Ständige Präsenz in der Szene, ihren Treffpunkten und Events: für Marc Kersten funktioniert so das Blattmachen. (Bild: privat)
Szenemagazine verlegen? Für den Kölner "Flash"-Herausgeber Marc Kersten ist dies ein ständiger Drahtseilakt zwischen den Erwartungen von Lesern und Anzeigenkunden. Aber einer, der sich lohnt mit dem richtigen Konzept.
Von Marc Kersten
Print ist tot – die "Flash" wird in ein paar Monaten wieder verschwunden sein – die Zeit der schwul-lesbischen Stadtmagazine ist vorbei – Qualitätsjournalismus hat in der Szene keine Chance – wir müssen uns dem (niedrigen?) Niveau unserer Leser anpassen? Wenn ich manche der Thesen meiner geschätzten Kollegen so lese, müsste ich mir eigentlich große Sorgen machen. Tu ich aber nicht!

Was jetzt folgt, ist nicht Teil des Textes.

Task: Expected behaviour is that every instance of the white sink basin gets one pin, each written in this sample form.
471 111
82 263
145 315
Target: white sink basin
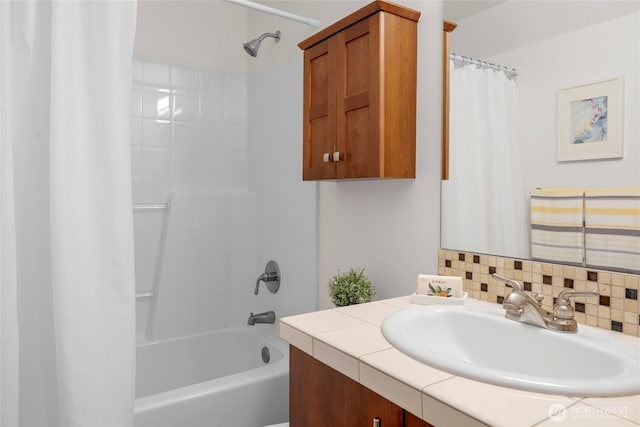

Jawohl, der Defätismus lebt und gedeiht offenbar prächtig in schwulen Medienkreisen. Und war auch der Auslöser für die große Welle an Verkäufen und Übernahmen im abgelaufenen Jahr (u.a. "Siegessäule", "rik", "Exit", "gab"). Manch einer sah sich im Zangengriff von demografischer Entwicklung (junge LeserInnen wachsen nicht mehr so schnell nach), sozio-kulturellem Trend (weniger Selbstidentifikation von Schwulen und Lesben aufgrund ihrer sexuellen Orientierung), veränderter Mediennutzung (hin zu Internet und Mobilgeräten) sowie in Köln und anderen Städten hinzukommend: dem Hauptstadt-Sog. Der einfachste Weg aus diesem scheinbar aussichtslosen "Vierfronten-Krieg" ist die Kapitulation, am Besten in versilberter Form. Die "Flash" geht einen anderen Weg: 100% lokale Berichterstattung.
Als wir im September 2009 die erste "Flash" auf den Markt brachten hatten mein damaliger Mitverleger Tom Laroche und ich auf eine möglichst umfassende Produktdifferenzierung gesetzt. Denn wie sollte man Erfolg haben, wenn man sich von "rik" & Co. nicht unterscheidet? Die Konsequenz: Ein anderes Format (Zeitungsgröße à la "SZ" & "Zeit"), ein anderer Erscheinungstermin (Mitte des Monats, später alle 14 Tage), ein anderer Schreibstil und andere Aufmachung (Boulevardcharakter) und eine andere inhaltliche Ausrichtung (Verzicht auf alles Überregionale, Konzentration auf Lokalberichterstattung).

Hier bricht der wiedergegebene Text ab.